Aux Etats-Unis, même si l'hypothèse d'un retour en récession semble désormais exclu, il ne faut pas se réjouir pour autant. «Les prix de l'immobilier rechutent, la raréfaction du crédit se poursuit, le chômage va rester à un niveau élevé -nettement au-delà de 9%, les collectivité locales rencontrent des problèmes de financement et le processus de réduction de la dette fédérale est sans cesse retardé», écrit Nouriel Roubini. Résultat de ce dernier point, les taux d'intérêt pourraient repartir à la hausse, plombant la reprise.

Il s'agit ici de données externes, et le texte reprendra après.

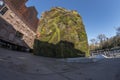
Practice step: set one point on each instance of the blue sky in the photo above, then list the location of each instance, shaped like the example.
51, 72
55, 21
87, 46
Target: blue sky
99, 16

En zone euro, l'économiste assène que «l'approche actuelle des dirigeants européens, qui consiste à prêter et à espérer qu'il ne s'agit que d'un problème de liquidité et non de solvabilité, ne va pas fonctionner». Conclusion de monsieur Catastrophe : la sortie éventuelle d'un ou plusieurs pays de la zone euro. Dans ce contexte, la croissance des pays développés ne devrait pas dépasser les 2,1%. Quant aux pays émergents, ils risquent au contraire la surchauffe et donc une hyperinflation assortie de bulle spéculatives. Avec le risque que les politiques de refroidissement ne conduisent à un atterrissage trop brutal.

«Guerre des monnaies»

Avec de tels écarts de croissance, «tous les ingrédients sont réunis pour une guerre des monnaies, des conflits commerciaux et un renforcement du protectionnisme», prédit Nouriel Roubini. Les prix des matières premières pourraient aussi s'envoler sur les six prochains mois de l'année, à cause de l'excès de liquidités sur les marchés. Si le monde réussit à faire face à ces défis au premier semestre, laisse espérer l'économiste, les six derniers mois de 2011 pourraient marquer un retour «dans le cercle vertueux de croissance».

Avant de s'alarmer, rappellons que toutes les prévisions de Nouriel Roubini ne se sont pas réalisées en 2010. L'économiste tablait par exemple sur une croissance «proche de zéro» en zone euro. Elle s'inscrira plutôt probablement entre 1,5 et 1,7%, grâce à la vigueur de l'économie allemande.